I have a legit question: What is preventing the hobbyist community from making modern 5.25" floppy drives?
I have a legit question: What is preventing the hobbyist community from making modern 5.25" floppy drives?
@avarisclari my guess is availability of read/write heads
Motors and other mechanical bits should be fairly doable, electronics you can probably program an FPGA or raspberry pi to do.
@gloriouscow @avarisclari Based on the last day or so, I wish I could completely agree with you there. ;)
(heads back to the workbench to deal yet more with the next of six finicky 5.25" floppy drives)
@avarisclari manufacturing is expensive and hard?
A PCB is one thing, plastic molds are another (if not just 3D printing), but lots of mechanical stamped and bent metal parts etc? Totally other ballgame.
Now. Could someone make one out of 3D Printed plastic? Idc. Not all of it anyway.
@avarisclari you can simulate one with a microcontroller and an MicroSD card, and have all your collection on one card.
A fully mechanical rebuild would be too hard to make on your own.
Vapour coating one should be doable.
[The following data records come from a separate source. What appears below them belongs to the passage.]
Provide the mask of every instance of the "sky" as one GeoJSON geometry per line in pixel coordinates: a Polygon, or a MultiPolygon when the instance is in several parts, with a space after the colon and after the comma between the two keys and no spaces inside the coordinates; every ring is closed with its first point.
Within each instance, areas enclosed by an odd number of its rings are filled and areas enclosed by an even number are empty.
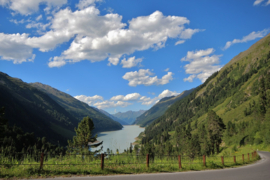
{"type": "Polygon", "coordinates": [[[270,33],[270,0],[0,0],[0,71],[111,114],[202,84],[270,33]]]}

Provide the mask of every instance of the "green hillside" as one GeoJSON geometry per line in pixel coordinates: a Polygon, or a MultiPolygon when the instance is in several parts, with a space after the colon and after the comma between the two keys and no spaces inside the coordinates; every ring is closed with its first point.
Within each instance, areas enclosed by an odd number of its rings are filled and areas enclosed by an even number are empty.
{"type": "Polygon", "coordinates": [[[181,94],[172,97],[165,97],[161,99],[157,104],[151,107],[148,111],[144,112],[142,115],[136,118],[134,124],[138,124],[142,127],[147,126],[160,116],[162,116],[165,111],[176,101],[189,95],[194,89],[183,91],[181,94]]]}
{"type": "Polygon", "coordinates": [[[171,105],[146,127],[142,144],[148,152],[211,154],[214,147],[270,144],[269,128],[270,34],[171,105]],[[226,127],[217,130],[216,145],[211,123],[218,119],[226,127]]]}
{"type": "Polygon", "coordinates": [[[20,79],[0,72],[0,107],[5,107],[10,125],[65,144],[74,135],[78,120],[47,94],[20,79]]]}
{"type": "Polygon", "coordinates": [[[48,94],[60,106],[72,114],[77,121],[81,121],[83,117],[89,116],[95,124],[95,131],[112,131],[122,129],[122,125],[119,122],[112,120],[99,110],[77,100],[67,93],[41,83],[30,83],[30,85],[48,94]]]}

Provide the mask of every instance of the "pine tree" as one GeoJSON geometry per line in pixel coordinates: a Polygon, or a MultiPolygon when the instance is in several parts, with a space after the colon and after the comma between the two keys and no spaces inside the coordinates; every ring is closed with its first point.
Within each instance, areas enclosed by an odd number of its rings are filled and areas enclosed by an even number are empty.
{"type": "Polygon", "coordinates": [[[208,112],[208,131],[209,131],[209,139],[211,142],[211,150],[212,154],[214,154],[216,147],[216,152],[219,153],[219,145],[222,141],[223,132],[226,128],[222,119],[215,113],[215,111],[210,110],[208,112]]]}
{"type": "Polygon", "coordinates": [[[88,116],[84,117],[78,124],[78,128],[75,128],[76,136],[73,137],[73,142],[68,141],[70,151],[89,152],[88,143],[95,142],[97,136],[92,137],[92,130],[94,129],[94,123],[88,116]]]}

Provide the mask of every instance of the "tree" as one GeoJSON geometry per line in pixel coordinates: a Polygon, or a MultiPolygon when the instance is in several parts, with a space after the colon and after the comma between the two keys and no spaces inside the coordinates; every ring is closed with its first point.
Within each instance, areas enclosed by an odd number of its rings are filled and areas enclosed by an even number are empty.
{"type": "Polygon", "coordinates": [[[226,129],[226,126],[222,119],[213,110],[208,112],[207,123],[212,154],[215,152],[215,147],[216,152],[219,153],[219,145],[221,144],[221,138],[223,136],[224,130],[226,129]]]}
{"type": "MultiPolygon", "coordinates": [[[[95,142],[97,135],[92,137],[92,130],[94,129],[94,123],[88,116],[84,117],[78,124],[78,128],[74,128],[76,136],[73,137],[73,142],[68,141],[69,150],[75,152],[89,152],[88,143],[95,142]]],[[[99,146],[99,145],[97,145],[99,146]]]]}
{"type": "Polygon", "coordinates": [[[5,125],[7,124],[7,119],[4,118],[5,116],[5,108],[2,107],[0,109],[0,145],[4,140],[4,133],[5,133],[5,125]]]}

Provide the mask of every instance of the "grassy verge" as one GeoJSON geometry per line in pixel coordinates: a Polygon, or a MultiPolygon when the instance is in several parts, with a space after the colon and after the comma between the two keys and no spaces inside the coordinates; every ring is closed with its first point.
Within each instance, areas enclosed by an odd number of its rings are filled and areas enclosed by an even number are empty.
{"type": "Polygon", "coordinates": [[[0,165],[0,178],[45,178],[222,169],[257,161],[259,156],[252,158],[251,155],[253,148],[253,146],[224,148],[216,156],[207,156],[206,166],[203,165],[202,157],[190,159],[187,156],[181,156],[181,169],[179,169],[177,155],[150,157],[149,167],[146,165],[146,156],[136,156],[135,154],[109,155],[104,160],[104,170],[101,170],[100,157],[92,155],[46,156],[42,170],[39,169],[40,162],[37,156],[25,156],[20,160],[1,156],[1,164],[5,165],[0,165]],[[250,153],[249,160],[247,153],[250,153]],[[242,154],[244,154],[244,161],[242,154]],[[221,162],[221,156],[224,157],[224,165],[221,162]],[[236,157],[236,163],[234,162],[234,156],[236,157]]]}

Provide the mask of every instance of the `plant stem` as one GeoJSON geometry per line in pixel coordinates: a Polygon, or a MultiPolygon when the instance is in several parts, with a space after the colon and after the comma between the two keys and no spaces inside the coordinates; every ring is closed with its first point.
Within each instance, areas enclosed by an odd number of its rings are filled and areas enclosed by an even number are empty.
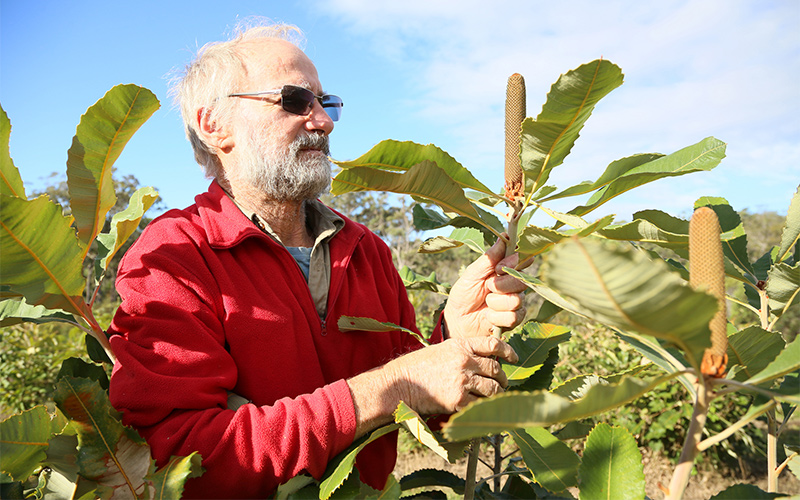
{"type": "Polygon", "coordinates": [[[778,427],[775,410],[767,412],[767,492],[778,491],[778,427]]]}
{"type": "Polygon", "coordinates": [[[702,375],[698,375],[697,398],[694,402],[692,421],[686,433],[686,440],[683,442],[683,450],[681,451],[678,466],[675,467],[675,472],[673,472],[672,480],[669,483],[667,500],[683,498],[683,492],[686,490],[686,485],[689,484],[689,476],[694,467],[694,459],[699,452],[697,444],[703,436],[703,428],[706,425],[706,417],[708,416],[709,393],[705,379],[702,375]]]}
{"type": "Polygon", "coordinates": [[[464,500],[475,497],[475,471],[478,468],[478,453],[481,449],[481,438],[470,441],[469,460],[467,461],[467,477],[465,478],[464,500]]]}
{"type": "Polygon", "coordinates": [[[781,472],[783,472],[783,469],[785,469],[786,466],[789,465],[789,462],[791,462],[792,459],[794,457],[796,457],[797,455],[799,455],[799,453],[794,452],[791,455],[789,455],[788,457],[786,457],[786,460],[784,460],[783,463],[780,464],[777,469],[775,469],[775,473],[780,476],[781,472]]]}

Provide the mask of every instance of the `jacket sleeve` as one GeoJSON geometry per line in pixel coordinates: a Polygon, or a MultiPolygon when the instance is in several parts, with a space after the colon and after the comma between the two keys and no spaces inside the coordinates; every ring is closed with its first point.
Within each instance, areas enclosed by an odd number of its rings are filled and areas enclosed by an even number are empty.
{"type": "Polygon", "coordinates": [[[187,497],[260,497],[304,471],[321,477],[355,433],[347,384],[227,409],[237,369],[219,293],[202,250],[182,244],[137,245],[120,266],[110,397],[123,423],[148,440],[159,465],[200,453],[206,472],[187,483],[187,497]]]}

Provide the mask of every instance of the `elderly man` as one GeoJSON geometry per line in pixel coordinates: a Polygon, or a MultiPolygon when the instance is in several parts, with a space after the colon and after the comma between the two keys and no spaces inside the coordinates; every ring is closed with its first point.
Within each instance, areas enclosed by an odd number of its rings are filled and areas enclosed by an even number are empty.
{"type": "MultiPolygon", "coordinates": [[[[455,412],[502,391],[495,357],[516,359],[490,336],[524,315],[523,286],[498,274],[516,264],[502,242],[454,285],[434,345],[338,329],[342,315],[416,326],[383,241],[317,200],[342,104],[294,32],[252,28],[187,68],[176,95],[213,181],[120,266],[111,400],[160,463],[200,452],[206,472],[187,496],[263,497],[299,473],[319,478],[399,401],[455,412]]],[[[383,487],[395,447],[389,435],[359,455],[363,481],[383,487]]]]}

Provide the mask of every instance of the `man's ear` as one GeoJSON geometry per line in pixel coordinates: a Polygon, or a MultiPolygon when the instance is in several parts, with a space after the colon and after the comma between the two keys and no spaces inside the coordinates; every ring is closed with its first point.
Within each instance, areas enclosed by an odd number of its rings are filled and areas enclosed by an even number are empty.
{"type": "Polygon", "coordinates": [[[215,120],[210,108],[197,110],[197,129],[203,141],[215,149],[228,153],[233,148],[233,134],[230,127],[223,126],[215,120]]]}

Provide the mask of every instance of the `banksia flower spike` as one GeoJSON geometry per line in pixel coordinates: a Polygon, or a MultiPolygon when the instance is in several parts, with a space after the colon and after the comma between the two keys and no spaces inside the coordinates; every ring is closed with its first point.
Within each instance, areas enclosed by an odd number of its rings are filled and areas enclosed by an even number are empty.
{"type": "Polygon", "coordinates": [[[525,79],[519,73],[508,78],[506,88],[506,169],[505,192],[511,200],[523,196],[520,131],[525,119],[525,79]]]}
{"type": "Polygon", "coordinates": [[[717,298],[719,309],[711,318],[711,347],[705,350],[700,372],[719,378],[728,363],[725,263],[717,214],[708,207],[695,210],[689,223],[689,284],[717,298]]]}

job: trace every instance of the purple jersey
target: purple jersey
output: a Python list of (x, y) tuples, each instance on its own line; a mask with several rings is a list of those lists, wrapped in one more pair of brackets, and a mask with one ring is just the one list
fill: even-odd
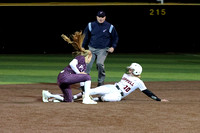
[[(86, 70), (86, 63), (85, 63), (85, 57), (82, 55), (79, 55), (75, 57), (75, 59), (78, 60), (78, 64), (76, 65), (77, 69), (80, 72), (84, 72)], [(58, 84), (74, 84), (78, 82), (85, 82), (90, 78), (88, 74), (76, 74), (70, 65), (65, 67), (58, 75)]]
[[(85, 63), (85, 57), (82, 55), (76, 56), (75, 59), (78, 60), (78, 64), (76, 65), (77, 69), (80, 72), (85, 72), (86, 70), (86, 63)], [(71, 73), (71, 74), (75, 74), (75, 72), (72, 70), (72, 68), (70, 67), (70, 65), (68, 65), (67, 67), (64, 68), (64, 71)]]

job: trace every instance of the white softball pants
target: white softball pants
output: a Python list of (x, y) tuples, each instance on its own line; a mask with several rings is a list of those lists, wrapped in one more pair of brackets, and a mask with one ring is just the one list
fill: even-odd
[(101, 99), (106, 102), (117, 102), (122, 99), (120, 91), (112, 84), (92, 88), (90, 89), (90, 95), (100, 95)]

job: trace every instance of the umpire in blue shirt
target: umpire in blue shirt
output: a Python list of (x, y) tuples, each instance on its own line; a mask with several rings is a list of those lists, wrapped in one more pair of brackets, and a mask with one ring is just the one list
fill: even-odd
[(113, 53), (118, 43), (118, 34), (115, 27), (106, 21), (104, 11), (97, 13), (97, 21), (89, 22), (84, 30), (85, 38), (83, 47), (88, 45), (92, 52), (92, 60), (87, 65), (86, 73), (90, 73), (94, 61), (98, 70), (98, 85), (104, 84), (105, 66), (104, 61), (108, 53)]

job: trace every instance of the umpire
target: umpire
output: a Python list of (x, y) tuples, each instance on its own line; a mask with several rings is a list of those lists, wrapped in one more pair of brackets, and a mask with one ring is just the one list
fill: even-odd
[(115, 27), (106, 21), (104, 11), (99, 11), (97, 21), (89, 22), (84, 30), (85, 38), (82, 47), (88, 45), (92, 52), (92, 60), (87, 65), (86, 73), (90, 73), (94, 61), (98, 70), (98, 85), (104, 84), (105, 67), (104, 61), (108, 53), (113, 53), (118, 43), (118, 33)]

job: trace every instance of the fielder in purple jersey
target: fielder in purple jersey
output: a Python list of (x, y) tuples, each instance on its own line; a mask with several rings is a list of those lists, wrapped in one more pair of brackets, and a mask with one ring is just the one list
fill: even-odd
[(57, 84), (64, 94), (65, 102), (72, 102), (72, 92), (70, 85), (80, 82), (89, 82), (91, 77), (85, 72), (86, 63), (85, 57), (82, 55), (76, 56), (67, 67), (65, 67), (58, 75)]
[(62, 38), (67, 41), (69, 44), (75, 48), (75, 58), (66, 66), (57, 77), (57, 84), (63, 92), (63, 96), (61, 95), (52, 95), (48, 90), (42, 91), (42, 100), (43, 102), (49, 102), (49, 98), (54, 97), (58, 102), (73, 102), (73, 95), (70, 85), (75, 83), (80, 83), (82, 87), (84, 87), (84, 96), (83, 102), (84, 104), (97, 104), (97, 102), (93, 101), (89, 96), (89, 90), (91, 88), (91, 77), (87, 73), (85, 73), (86, 65), (91, 61), (92, 53), (89, 50), (85, 50), (82, 48), (82, 41), (84, 39), (84, 35), (82, 32), (75, 32), (72, 35), (73, 41), (70, 40), (64, 34)]

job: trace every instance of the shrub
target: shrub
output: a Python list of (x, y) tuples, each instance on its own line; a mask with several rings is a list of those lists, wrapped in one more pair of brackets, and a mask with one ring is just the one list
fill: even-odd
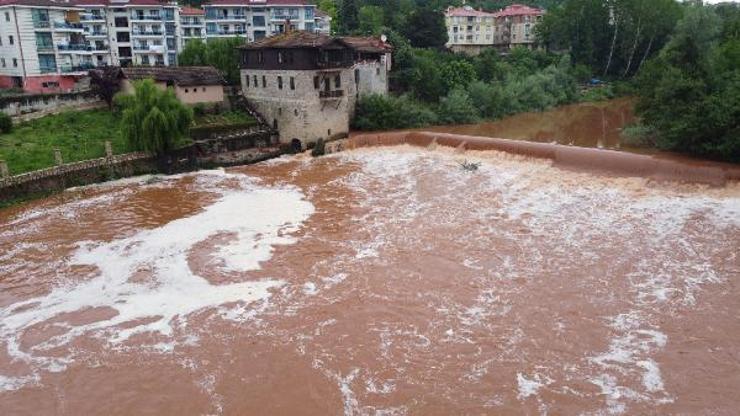
[(7, 134), (13, 130), (13, 119), (9, 115), (0, 112), (0, 133)]
[(195, 114), (196, 117), (202, 117), (206, 113), (206, 105), (203, 103), (198, 103), (193, 106), (193, 114)]
[(475, 123), (480, 112), (463, 88), (450, 91), (439, 103), (439, 119), (448, 124)]
[(358, 130), (391, 130), (436, 122), (432, 110), (408, 96), (370, 95), (360, 98), (352, 124)]
[(326, 145), (324, 144), (324, 139), (320, 138), (311, 150), (311, 156), (318, 157), (324, 156), (324, 154), (326, 154)]
[(656, 132), (644, 124), (632, 124), (622, 130), (622, 143), (632, 147), (655, 147)]
[(468, 95), (480, 115), (485, 118), (499, 118), (507, 113), (508, 104), (503, 87), (498, 84), (489, 84), (475, 81), (468, 85)]

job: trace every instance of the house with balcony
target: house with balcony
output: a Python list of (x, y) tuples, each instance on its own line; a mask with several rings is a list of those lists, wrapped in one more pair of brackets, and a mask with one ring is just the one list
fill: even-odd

Not sure if you can get 5.25" Size though.
But you at leat could make something that works the same way, but probably at a larger scale only.
Absolutely nothing.
Now the question is, where will you get the floppies from ?
@avarisclari Electrical stuff is easy. Mechanical stuff is easy. Electromechanical... well, that's a whole new skill set.
Physically making a metal chassis accurately enough to house the moving parts is beyond what the typical hobbyist can do. 3D printed parts *might* be able to do that, but it would be big and chunky, and probably not what people looking for 5.25" FDD are looking for. Particularly when there are still a lot of good working ones available.